Thomas: Nella ricerca
sull’altra religione do la priorità a quello che ci unisce, come diceva papa
Giovanni XXIII. Però devo sempre praticare il discernimento, operazione
altamente spirituale, uno dei doni dello Spirito santo secondo la teologia
medioevale. In quei punti dove l’altra religione differisce dalla mia — che
siano pochi o molti non importa — c’è un nucleo di verità. Devo presumere
questo, altrimenti il mio approccio nei confronti dell’altra religione non è
religioso, né cristiano, né in armonia con quanto la Chiesa cattolica ha
affermato nel Concilio Vaticano II.
Anna: In tutte le maggiori
religioni c’è una figura centrale cui fa riferimento il devoto, nella sua
preghiera e nella sua pratica quotidiana. Nel buddhismo il Buddha,
nell’islamismo Maometto, nell’induismo Krishna, anche se in realtà l’induismo
ci propone più figure, nel Cristianesimo il Cristo.
Thomas: Sono analogie. Gli
indù hanno il concetto di avatara o
incarnazione divina; i buddhisti no. Se un mussulmano arrivasse a dire:
“Secondo me, Maometto è Dio”, sarebbe decapitato come eretico. Quindi, il
rapporto non è il medesimo. È nella relazione che i cristiani hanno con Gesù
Cristo che troviamo la peculiarità del cristianesimo e la sua irriducibilità a
uno schema comune a tutte le religioni. È particolare, che ti devo dire? Che
poi non esclude niente e nessuno, secondo il mio punto di vista.
Anna: Vuoi forse dire che
soltanto il Cristo ha la possibilità di salvarci?
Thomas: In Cristo c’è tutto
quello che dal punto di vista umano si direbbe degno di salvezza. Tutto è stato
assunto, redento e divinizzato in lui.
Anna: In tutte le religioni ci
sono i dieci comandamenti, in altre parole delle regole, un’etica, una morale
da seguire. E tutte le religioni promettono la salvezza. Il fine è sempre il
ricongiungimento con Dio. Allora perché soltanto con il Cristo si può ottenere
la salvezza?
Thomas: Dire: “soltanto con il
Cristo”, mette Cristo in una posizione concorrenziale; il suo rapporto con
l’umanità non è così.
Anna: Non è forse vero che la
Chiesa ha messo Cristo in posizione concorrenziale con tutte le altre
religioni, per secoli e secoli?
Thomas: Oggi non dobbiamo più
vedere Cristo come concorrente, competitore, avversario degli altri. È forse
necessario metterlo in concorrenza con la sapienza universale o con
l’insegnamento etico delle altre religioni? Non uccidere, non rubare, non
mentire, non strumentalizzare l’amore dell’altro — tutte le religioni lo
dicono. Cristo non può essere in concorrenza con una sapienza che si pone con
stupore, con gratitudine, con riverenza di fronte al Mistero, al Deus optimus maximus, l’ottimo e il
massimo che superano ogni limite, soprattutto il limite della nostra
comprensione.
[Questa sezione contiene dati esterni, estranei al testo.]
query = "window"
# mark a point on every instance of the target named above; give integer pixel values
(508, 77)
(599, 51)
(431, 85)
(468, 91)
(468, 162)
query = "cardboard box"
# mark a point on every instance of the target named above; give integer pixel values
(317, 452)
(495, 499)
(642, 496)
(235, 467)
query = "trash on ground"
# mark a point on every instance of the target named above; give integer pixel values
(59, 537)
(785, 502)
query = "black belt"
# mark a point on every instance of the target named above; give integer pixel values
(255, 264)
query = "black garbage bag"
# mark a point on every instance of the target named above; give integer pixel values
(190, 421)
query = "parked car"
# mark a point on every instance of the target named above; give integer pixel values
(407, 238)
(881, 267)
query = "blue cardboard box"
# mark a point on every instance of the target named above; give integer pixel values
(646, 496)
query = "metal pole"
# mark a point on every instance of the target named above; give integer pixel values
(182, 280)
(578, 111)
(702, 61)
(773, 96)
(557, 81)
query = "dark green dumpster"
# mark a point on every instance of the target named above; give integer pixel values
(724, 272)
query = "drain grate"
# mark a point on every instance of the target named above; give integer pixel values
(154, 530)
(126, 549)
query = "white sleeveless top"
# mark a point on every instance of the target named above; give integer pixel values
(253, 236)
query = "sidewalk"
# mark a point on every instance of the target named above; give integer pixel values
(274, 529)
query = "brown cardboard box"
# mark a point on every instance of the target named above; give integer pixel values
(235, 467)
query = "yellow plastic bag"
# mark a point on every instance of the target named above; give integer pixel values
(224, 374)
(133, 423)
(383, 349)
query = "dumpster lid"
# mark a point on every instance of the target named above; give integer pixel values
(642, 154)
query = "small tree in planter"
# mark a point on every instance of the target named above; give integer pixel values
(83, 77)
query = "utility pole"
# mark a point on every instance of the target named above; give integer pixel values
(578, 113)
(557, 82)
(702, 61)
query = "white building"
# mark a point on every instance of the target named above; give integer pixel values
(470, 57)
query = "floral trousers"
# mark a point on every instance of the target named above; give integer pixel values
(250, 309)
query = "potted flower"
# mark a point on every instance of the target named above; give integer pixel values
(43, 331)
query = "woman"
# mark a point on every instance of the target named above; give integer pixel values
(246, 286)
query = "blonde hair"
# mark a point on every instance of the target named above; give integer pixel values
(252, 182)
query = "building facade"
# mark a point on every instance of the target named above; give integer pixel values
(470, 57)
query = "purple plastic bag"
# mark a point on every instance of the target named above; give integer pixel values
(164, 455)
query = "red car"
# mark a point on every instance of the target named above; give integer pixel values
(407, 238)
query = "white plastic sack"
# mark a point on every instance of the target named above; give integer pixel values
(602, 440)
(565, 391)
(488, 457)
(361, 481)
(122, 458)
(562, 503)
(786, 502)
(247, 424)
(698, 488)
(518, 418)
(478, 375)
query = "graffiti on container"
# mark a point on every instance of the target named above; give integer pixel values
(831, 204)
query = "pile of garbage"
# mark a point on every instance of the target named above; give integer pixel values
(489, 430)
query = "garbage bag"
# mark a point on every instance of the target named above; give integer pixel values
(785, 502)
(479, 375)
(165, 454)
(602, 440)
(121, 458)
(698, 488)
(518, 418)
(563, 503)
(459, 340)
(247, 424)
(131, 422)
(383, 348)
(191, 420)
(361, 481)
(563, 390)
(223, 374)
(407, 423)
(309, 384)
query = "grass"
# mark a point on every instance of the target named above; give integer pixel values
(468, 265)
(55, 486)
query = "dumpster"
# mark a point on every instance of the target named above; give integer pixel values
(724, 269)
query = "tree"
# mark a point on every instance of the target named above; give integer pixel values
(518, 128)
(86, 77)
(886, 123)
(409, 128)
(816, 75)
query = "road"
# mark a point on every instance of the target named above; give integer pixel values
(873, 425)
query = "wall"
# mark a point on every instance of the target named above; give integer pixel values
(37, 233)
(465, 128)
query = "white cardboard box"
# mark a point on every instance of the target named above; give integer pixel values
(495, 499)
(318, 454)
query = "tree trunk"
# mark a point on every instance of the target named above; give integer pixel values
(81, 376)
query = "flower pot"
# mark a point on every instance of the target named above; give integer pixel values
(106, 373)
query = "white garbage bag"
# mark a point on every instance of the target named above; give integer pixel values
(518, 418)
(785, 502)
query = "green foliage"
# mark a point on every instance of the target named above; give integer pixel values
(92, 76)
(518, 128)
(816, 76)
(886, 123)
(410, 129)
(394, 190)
La teologia oggi deve essere una teologia autocritica. L’incontro
fra le religioni, per il bene dell’umanità, non sia mai più concorrenziale né
conflittuale!
[i]Sri
Auribindo, commento a La Isha Upanishad,
pag. 40. Sri Aurobindo Ashram.
Pondicherry. India
[ii]Op. cit., pag. 45.
[iii]Op. cit., pag. 63.
12. The Bagavad Gita, Self Realization Fellowship. Los Angeles.